I risultati sono contenuti nell’anticipazione del rapporto Plus dell’Isfol presentata oggi e che nella sua completezza verrà pubblicata ai primi dell’anno prossimo e realizzata su un campione di 40 mila individui. Ma vediamoli i motivi che giustificano i contratti atipici. Solo il 17 per cento dei contratti temporanei è legato a lavoro stagionale o a picchi di produttività. C’è poi un altro 12 per cento collegato a un progetto a commessa e infine un altro 10 per cento legato alla sostituzione di personale temporaneamente assente.
E allora, perché tutto questo ricorso ai contratti atipici? E allora, perché utilizzare nuovi contratti di lavoro se non ci sono esigenze di flessibilità produttiva? Per la gran parte dei casi, dicono gli autori del rapporto, “la scelta di fare assunzioni temporanee” sembra “sia dovuta alla tendenza di ridurre il costo del lavoro e il costo-opportunità legato alla possibilità di licenziare”.

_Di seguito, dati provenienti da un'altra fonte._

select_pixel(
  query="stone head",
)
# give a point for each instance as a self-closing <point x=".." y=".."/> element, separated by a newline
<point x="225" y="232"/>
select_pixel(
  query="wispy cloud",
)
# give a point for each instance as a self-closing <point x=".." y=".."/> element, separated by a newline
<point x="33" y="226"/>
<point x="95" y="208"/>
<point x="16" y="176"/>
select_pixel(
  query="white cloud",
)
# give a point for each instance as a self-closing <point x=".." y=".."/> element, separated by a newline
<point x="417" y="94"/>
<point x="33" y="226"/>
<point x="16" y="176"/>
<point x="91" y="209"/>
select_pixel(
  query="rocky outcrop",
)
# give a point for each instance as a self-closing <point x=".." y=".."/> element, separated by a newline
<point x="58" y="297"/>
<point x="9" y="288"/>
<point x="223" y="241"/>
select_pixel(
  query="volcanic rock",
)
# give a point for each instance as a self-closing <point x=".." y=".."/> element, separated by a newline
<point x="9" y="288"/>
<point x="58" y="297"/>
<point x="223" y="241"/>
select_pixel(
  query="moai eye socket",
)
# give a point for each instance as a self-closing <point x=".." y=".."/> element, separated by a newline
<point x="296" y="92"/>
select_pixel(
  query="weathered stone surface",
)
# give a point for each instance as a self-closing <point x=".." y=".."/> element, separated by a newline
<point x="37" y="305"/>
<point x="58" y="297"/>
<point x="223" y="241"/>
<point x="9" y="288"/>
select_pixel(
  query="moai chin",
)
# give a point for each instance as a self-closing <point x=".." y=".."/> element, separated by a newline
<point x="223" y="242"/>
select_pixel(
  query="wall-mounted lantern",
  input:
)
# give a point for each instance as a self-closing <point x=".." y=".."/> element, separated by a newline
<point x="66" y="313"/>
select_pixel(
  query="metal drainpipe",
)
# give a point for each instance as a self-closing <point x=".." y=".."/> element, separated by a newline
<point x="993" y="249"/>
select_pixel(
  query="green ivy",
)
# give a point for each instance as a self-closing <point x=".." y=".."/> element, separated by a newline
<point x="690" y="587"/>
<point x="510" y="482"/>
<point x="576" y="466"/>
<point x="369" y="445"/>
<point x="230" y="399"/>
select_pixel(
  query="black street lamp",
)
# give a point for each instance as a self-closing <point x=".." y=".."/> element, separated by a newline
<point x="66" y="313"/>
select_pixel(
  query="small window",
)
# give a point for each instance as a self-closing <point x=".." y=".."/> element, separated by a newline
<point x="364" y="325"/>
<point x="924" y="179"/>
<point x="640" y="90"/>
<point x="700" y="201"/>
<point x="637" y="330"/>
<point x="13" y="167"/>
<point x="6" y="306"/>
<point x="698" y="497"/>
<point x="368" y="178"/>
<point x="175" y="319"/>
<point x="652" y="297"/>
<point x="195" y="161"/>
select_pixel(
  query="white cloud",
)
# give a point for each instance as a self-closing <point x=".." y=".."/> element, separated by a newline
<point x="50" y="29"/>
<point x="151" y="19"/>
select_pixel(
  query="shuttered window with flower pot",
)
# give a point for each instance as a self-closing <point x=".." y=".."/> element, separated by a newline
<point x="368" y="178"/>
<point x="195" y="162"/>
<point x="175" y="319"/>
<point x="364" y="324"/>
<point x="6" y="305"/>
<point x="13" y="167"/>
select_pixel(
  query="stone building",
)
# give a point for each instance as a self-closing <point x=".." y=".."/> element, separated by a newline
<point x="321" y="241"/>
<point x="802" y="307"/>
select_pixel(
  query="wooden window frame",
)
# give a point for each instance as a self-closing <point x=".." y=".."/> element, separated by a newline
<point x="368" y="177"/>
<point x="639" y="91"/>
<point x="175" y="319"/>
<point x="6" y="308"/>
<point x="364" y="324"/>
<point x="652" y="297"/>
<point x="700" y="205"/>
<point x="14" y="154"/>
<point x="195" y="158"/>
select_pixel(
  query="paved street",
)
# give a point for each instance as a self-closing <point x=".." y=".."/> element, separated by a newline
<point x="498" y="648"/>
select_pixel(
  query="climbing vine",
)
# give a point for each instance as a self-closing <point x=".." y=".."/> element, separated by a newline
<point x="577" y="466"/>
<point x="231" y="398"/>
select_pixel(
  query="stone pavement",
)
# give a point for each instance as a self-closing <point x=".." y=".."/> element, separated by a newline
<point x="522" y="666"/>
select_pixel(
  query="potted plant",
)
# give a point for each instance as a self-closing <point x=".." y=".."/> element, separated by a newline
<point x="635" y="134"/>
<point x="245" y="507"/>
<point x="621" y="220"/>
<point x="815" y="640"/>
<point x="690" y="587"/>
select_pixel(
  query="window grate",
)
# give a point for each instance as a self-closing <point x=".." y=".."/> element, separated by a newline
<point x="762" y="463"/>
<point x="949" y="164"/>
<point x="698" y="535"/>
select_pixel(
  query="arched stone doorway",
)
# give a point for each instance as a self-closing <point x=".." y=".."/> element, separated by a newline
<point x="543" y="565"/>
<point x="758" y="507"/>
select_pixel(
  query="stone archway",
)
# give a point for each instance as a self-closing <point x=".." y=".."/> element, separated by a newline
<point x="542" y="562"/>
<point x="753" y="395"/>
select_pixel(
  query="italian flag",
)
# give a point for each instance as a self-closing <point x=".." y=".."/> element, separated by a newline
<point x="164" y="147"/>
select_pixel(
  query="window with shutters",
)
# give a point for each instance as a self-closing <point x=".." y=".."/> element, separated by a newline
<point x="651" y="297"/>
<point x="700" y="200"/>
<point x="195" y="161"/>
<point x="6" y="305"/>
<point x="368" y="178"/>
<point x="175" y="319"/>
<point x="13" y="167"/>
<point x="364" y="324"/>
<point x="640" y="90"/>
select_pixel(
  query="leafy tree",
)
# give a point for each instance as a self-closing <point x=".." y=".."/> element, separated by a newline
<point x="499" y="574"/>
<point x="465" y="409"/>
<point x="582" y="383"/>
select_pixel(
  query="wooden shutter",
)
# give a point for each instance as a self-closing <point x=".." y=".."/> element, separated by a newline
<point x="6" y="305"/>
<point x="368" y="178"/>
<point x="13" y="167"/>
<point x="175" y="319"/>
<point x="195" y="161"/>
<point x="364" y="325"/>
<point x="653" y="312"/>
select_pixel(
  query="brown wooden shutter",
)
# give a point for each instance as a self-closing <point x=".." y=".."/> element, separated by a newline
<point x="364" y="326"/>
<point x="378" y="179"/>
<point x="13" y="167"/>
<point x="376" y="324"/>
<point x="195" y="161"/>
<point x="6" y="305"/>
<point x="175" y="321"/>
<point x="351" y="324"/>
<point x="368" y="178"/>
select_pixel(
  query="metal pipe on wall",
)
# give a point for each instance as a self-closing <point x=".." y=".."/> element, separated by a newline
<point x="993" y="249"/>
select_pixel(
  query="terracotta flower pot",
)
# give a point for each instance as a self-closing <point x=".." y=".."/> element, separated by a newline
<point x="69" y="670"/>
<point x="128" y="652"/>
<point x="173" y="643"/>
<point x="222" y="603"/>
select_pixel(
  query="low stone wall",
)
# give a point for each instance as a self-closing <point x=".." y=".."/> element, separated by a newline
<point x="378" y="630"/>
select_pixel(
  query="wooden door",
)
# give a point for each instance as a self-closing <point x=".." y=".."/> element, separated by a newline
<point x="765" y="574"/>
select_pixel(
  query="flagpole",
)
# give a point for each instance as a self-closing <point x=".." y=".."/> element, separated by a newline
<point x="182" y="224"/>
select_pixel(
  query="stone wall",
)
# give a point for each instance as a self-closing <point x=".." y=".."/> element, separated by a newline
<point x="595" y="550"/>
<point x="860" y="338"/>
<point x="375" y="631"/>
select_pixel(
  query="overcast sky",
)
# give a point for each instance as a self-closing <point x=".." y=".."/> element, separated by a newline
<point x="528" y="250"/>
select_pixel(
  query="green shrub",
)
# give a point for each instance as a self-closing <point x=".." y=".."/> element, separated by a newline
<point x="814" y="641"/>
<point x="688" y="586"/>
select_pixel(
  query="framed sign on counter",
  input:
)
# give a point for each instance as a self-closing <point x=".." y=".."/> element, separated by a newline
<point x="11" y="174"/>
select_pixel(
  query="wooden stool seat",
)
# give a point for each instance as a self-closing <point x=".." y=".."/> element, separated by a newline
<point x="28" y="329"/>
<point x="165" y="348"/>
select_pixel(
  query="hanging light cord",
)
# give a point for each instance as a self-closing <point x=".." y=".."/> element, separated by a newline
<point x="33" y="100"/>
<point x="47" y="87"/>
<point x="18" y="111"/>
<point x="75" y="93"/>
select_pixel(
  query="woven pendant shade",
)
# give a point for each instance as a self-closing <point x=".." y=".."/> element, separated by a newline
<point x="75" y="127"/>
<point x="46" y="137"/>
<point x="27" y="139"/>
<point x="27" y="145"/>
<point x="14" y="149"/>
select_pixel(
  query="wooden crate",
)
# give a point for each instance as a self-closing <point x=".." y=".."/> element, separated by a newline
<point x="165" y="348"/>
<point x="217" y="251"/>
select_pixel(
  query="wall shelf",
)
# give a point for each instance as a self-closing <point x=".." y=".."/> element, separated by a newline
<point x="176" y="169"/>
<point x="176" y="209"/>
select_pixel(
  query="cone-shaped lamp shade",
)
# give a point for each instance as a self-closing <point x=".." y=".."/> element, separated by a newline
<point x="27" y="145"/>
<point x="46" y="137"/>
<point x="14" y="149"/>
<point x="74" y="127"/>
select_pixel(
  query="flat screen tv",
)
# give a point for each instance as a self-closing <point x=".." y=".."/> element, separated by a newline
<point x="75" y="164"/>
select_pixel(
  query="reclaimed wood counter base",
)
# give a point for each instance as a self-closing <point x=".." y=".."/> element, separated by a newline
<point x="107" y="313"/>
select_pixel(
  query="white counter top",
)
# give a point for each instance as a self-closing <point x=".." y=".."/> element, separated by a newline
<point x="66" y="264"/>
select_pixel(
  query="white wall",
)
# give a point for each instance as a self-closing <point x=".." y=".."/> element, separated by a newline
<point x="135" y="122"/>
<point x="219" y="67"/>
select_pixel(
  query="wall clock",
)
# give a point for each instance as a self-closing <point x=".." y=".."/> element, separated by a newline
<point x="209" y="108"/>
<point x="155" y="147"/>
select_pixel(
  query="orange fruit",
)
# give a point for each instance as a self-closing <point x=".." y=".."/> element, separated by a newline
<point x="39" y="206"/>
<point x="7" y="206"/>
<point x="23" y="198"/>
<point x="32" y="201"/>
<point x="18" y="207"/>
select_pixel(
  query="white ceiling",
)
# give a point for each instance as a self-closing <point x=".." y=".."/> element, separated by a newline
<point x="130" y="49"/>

Il fenomeno, si sa, non è relegato a piccoli numeri. Riguarda infatti il 24 per cento dei giovani, il 12 per cento di chi risiede nel Mezzogiorno e il 13 per cento delle donne con un impiego. E quasi la metà dei contratti atipici è stata già rinnovata almeno una volta “avvalorando – spiegano gli autori dell’indagine – per queste posizioni il ricorso sistematico ad un fattore lavoro flessibile”. L’indagine ribadisce che la gran parte degli occupati a termine (l’83 per cento) vive non volontariamente “la condizione di non stabilità derivante dal contratto”.
Nell’indagine di approfondimento del lavoro atipico ci sono però anche elementi che introducono qualche speranza. La metà delle persone intervistate reputa infatti possibile “migrare” verso un contratto a tempo indeterminato. Ma sono soprattutto gli elementi di non volontarietà a colpire. Anche il lavoro interinale è una scelta obbligata per la gran parte delle persone. Il 76 per cento degli intervistati lo ha accettato come ripiego e solo una parte minoritaria (il 18 per cento) lo sceglie per accadere in seguito ad una condizione di impiego a tempo indeterminato. Anche per loro si registra l’iterazione del contratto (nel 58,4 per cento dei casi). Per gli “interinali” la speranza di passare a una condizione più stabile è molto bassa: solo un quarto lo ritiene possibile.
Anche per i collaboratori sembra permanere un uso distorto delle tipologie contrattuali. Anche quest’anno infatti molti di loro sono soggetti a vincoli tipici dei dipendenti: il 78,5 per cento lavora per un solo committente, il 64,32 per cento deve garantire la presenza regolare presso la sede dell’impresa, il 60,3 per cento ha un orario giornaliero, l’85,3 per cento usa mezzi, strumenti e strutture del datore e il 61,7 per cento ha rinnovato la collaborazione almeno una volta.